First: exercise. Cardio. Lots of it. Thirty minutes a day five days a week at 85% of your maximum heart rate.
Wait. How does that make sense?
I can tell you a few things.
After people hit their thirties or so, they start losing around 1% of their brain volume every year. Regular cardio completely offsets this effect.
Cardio increases expression of a protein called brain derived neurotrophic growth factor, or BDNF. This stuff is basically fertilizer for the brain. It increases the likelihood that new synapses will form, it encourages myelin formation, and it increases the rate of new brain cell birth.
Running outdoors, if you're up to it, is a cognitively demanding task. Regular runners demonstrate visible growth in brain areas involved in self-monitoring, strategic decision making, emotional regulation, and planning.
There is no more powerful way of keeping the brain physically young than regular cardiovascular exercise.
You are not a mind in a jar. Chronic inflammation from a poor diet and lack of sleep will dramatically impair brain health in invisible but very real ways. The brain needs protein, healthy fats, stable blood sugar levels, and a variety of vitamins. If you eat a healthy diet, you're probably replete with most of what you need, but the majority of folks who eat a great diet are still mildly deficient in magnesium and Vitamin D, both of which are very important for cognitive functioning. Iron deficiency is also common, and you need iron to form myelin and make dopamine. The brain also needs DHA and EPA, which are Omega 3 fatty acids predominantly found in seafood and generally lacking in the typical Western diet.
Sleep is incredibly critical, and a lot of people don't get enough of it.
Effortful learning increases BDNF. Combined with exercise, it's a combo punch. Meditation helps. Doing something like learning a new language or going through a textbook is great mental exercise.
By being mindful and not mind full ...
A beginner's mind is an empty mind ...and...
@Shoshin yes I definitely replied my thoughts with Buddhist thoughts constantly questioning my practice. For a moment i was empty, then I got caught again.
I have had problems indulging in my natural passivity. I am encountering more and more times I wish I could just say or do something. Instead I do nothing. It is easy to pass off with surface value Buddhism. But I am repressing instead of accepting.

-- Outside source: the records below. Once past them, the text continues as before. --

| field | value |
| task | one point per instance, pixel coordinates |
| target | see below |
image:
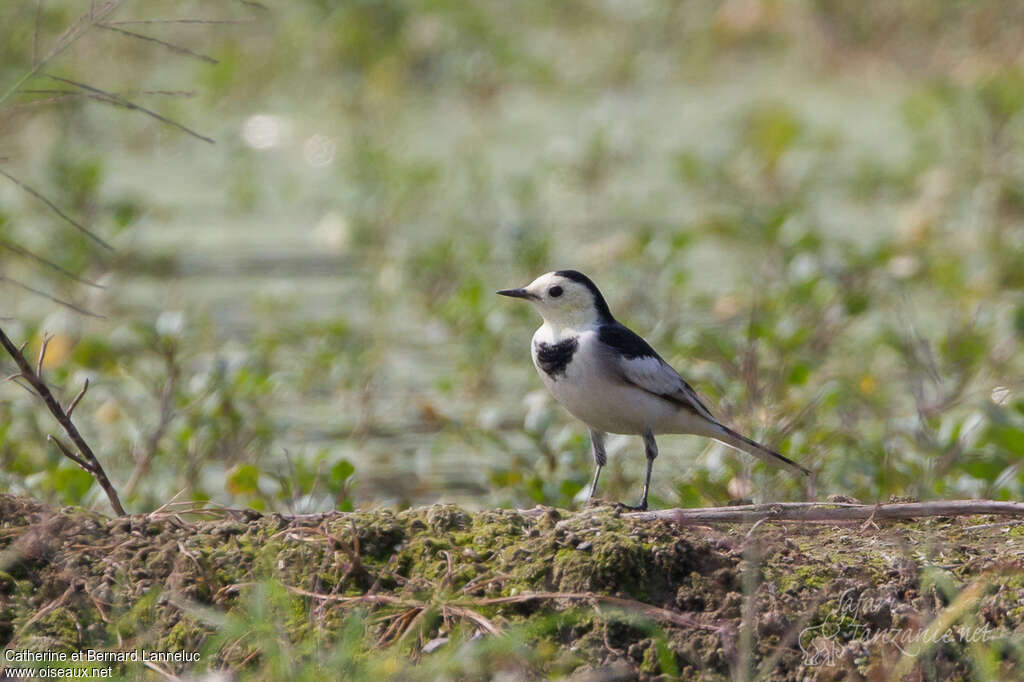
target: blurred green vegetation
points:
(813, 210)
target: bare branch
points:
(170, 46)
(121, 101)
(67, 39)
(137, 22)
(82, 228)
(78, 398)
(85, 458)
(35, 36)
(48, 263)
(67, 304)
(42, 353)
(830, 511)
(70, 455)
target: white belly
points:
(604, 401)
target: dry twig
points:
(85, 457)
(832, 511)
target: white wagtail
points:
(611, 379)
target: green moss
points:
(174, 587)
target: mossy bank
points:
(441, 592)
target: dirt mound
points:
(588, 593)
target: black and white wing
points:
(639, 365)
(636, 363)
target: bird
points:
(609, 378)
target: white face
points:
(562, 302)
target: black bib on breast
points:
(554, 357)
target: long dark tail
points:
(729, 437)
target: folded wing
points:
(639, 365)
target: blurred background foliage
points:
(814, 210)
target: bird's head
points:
(566, 299)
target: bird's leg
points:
(650, 450)
(597, 441)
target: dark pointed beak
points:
(516, 293)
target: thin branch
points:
(82, 228)
(66, 40)
(830, 511)
(85, 458)
(70, 455)
(171, 46)
(78, 398)
(123, 93)
(137, 22)
(121, 101)
(59, 301)
(35, 36)
(42, 353)
(48, 263)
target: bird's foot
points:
(640, 507)
(597, 502)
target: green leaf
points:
(72, 483)
(244, 479)
(341, 471)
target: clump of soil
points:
(623, 596)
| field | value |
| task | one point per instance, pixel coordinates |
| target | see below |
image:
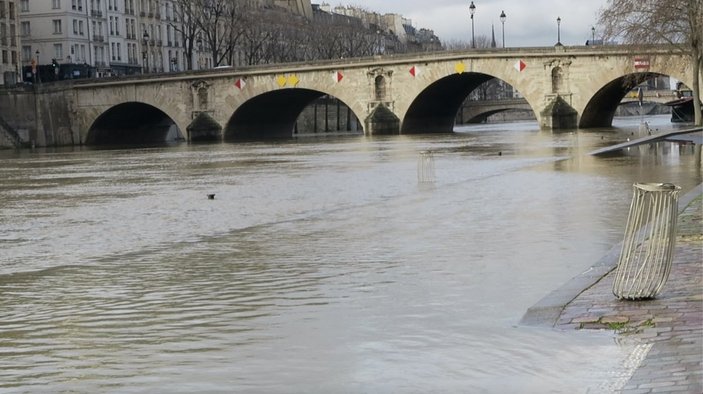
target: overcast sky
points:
(528, 22)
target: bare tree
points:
(675, 22)
(185, 23)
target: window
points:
(26, 53)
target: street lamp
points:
(502, 20)
(145, 36)
(472, 9)
(37, 73)
(199, 41)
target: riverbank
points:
(669, 328)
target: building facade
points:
(9, 41)
(111, 37)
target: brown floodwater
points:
(321, 265)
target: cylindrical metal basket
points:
(425, 168)
(648, 246)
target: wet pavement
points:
(668, 330)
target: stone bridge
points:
(566, 87)
(477, 111)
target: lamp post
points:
(472, 9)
(145, 36)
(200, 55)
(502, 20)
(38, 74)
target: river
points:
(322, 265)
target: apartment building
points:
(114, 37)
(9, 41)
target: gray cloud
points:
(528, 23)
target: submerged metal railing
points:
(648, 246)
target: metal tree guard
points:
(647, 252)
(425, 168)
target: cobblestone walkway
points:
(672, 323)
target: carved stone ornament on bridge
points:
(201, 95)
(380, 80)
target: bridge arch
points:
(133, 123)
(272, 114)
(435, 108)
(600, 109)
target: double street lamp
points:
(145, 36)
(472, 9)
(502, 20)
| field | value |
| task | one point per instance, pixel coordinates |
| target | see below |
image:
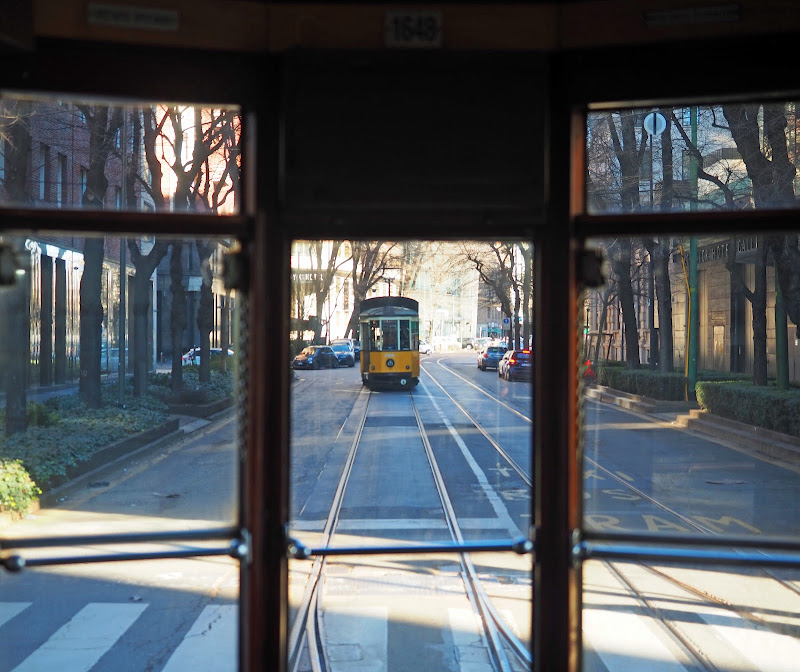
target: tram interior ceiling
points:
(405, 135)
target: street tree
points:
(15, 328)
(371, 261)
(759, 132)
(498, 264)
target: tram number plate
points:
(413, 29)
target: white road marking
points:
(398, 524)
(79, 644)
(357, 638)
(9, 610)
(210, 644)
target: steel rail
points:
(496, 628)
(306, 624)
(501, 451)
(666, 624)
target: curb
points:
(109, 456)
(689, 416)
(202, 410)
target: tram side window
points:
(374, 335)
(405, 335)
(389, 335)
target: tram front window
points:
(410, 481)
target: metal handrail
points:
(237, 546)
(299, 551)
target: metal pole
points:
(123, 262)
(694, 313)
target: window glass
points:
(69, 153)
(659, 616)
(690, 407)
(401, 459)
(721, 157)
(116, 445)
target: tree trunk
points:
(664, 296)
(621, 265)
(141, 313)
(178, 318)
(760, 317)
(91, 322)
(205, 311)
(15, 331)
(144, 264)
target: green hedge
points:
(653, 384)
(767, 407)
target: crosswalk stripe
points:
(468, 639)
(9, 610)
(79, 644)
(356, 638)
(210, 644)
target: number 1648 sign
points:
(413, 29)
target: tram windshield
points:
(373, 468)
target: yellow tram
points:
(389, 327)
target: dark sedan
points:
(344, 354)
(316, 357)
(490, 357)
(516, 365)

It reminds me of CBT. There comes a point where I cognitively understand what is wrong and what is good but i am hesitant to put in the behavior. Like @Refugee generously put. I stall and end up going backward. I dicked around this summer. I am back in school though and will be emailing my therapist soon for a new appointment.

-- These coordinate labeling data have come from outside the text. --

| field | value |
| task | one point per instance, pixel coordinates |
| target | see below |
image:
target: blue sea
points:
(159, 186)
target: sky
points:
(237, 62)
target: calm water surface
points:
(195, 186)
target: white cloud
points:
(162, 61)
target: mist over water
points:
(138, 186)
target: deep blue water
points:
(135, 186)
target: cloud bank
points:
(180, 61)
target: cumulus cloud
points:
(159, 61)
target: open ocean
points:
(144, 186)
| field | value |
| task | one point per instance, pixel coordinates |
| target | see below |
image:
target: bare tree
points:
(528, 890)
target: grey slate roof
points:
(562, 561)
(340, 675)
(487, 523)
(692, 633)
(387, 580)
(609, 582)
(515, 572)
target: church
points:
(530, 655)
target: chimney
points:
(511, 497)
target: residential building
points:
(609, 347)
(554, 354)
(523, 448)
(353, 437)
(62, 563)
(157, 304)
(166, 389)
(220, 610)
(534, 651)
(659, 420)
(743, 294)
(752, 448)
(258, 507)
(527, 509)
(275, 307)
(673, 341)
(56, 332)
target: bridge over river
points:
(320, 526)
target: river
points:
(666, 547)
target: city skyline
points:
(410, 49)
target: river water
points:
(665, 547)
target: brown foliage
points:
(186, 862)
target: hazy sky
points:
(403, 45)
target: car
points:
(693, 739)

Coasting off peaks just means I inevitably lose altitude. I will learn how to keep building up instead.
Thanks everyone for their wonderful advice. I read it all ❤ bow
Start with a fresh seeking mind every day.
Simpler - Wake up!
Or, start with seeking a fresh mind every day.
My brain hurts.
Are you enlightened?
Then you probably suck. You are probably the nicest amongst your peer group, but given the planet you inhabit, this counts for little.
You are likely infected with endless nuances and shades of selfishness that upset / frustrate / anger those around you in degrees of quantity and quality that - if you were to become aware of and feel - would bring you to your knees in shame and pain and infinite regret.

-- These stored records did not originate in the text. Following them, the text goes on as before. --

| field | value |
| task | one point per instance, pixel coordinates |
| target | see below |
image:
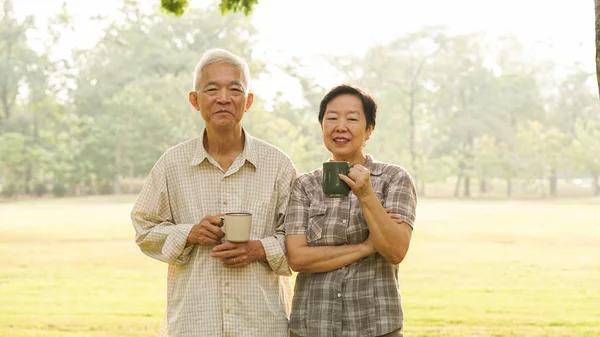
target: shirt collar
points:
(373, 166)
(249, 153)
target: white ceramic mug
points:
(237, 226)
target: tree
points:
(597, 6)
(17, 59)
(178, 7)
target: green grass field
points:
(475, 268)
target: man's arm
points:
(274, 246)
(155, 233)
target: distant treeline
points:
(470, 109)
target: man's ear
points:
(249, 101)
(193, 98)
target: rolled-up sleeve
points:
(274, 246)
(155, 233)
(297, 211)
(401, 197)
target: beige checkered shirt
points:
(203, 298)
(363, 298)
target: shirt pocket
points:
(316, 222)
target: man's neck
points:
(224, 146)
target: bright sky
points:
(560, 30)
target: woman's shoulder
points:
(388, 169)
(310, 177)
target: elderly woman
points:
(347, 250)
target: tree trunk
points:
(597, 5)
(457, 185)
(552, 181)
(467, 186)
(483, 186)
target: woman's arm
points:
(390, 239)
(318, 259)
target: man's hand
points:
(239, 255)
(207, 232)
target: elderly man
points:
(215, 287)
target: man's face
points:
(221, 97)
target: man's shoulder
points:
(180, 152)
(267, 150)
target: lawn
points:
(70, 267)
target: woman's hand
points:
(359, 180)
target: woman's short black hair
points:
(369, 105)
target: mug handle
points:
(223, 227)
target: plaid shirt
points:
(203, 298)
(363, 298)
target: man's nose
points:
(223, 96)
(341, 125)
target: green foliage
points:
(176, 7)
(246, 6)
(450, 106)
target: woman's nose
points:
(223, 96)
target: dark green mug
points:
(333, 186)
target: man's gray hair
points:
(217, 55)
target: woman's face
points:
(344, 128)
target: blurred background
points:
(492, 107)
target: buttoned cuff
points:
(179, 241)
(276, 256)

You're a dick - one of seven billion... another shitty grain of sand on a shitty beach by a shitty Poundland town, and everything you think you've attained that elevates you above those around you is at once reducing you below them as you blow a nano trumpet that is better shoved up your own arse.
@Kerome I like this notion a lot. Reminds me of pure concsciouness in PL
@Kannon. Youth is a time of quick moves and accumulations. It is also a time of beginning to know the value of slow and steady. I don't think you need to regain anything at all.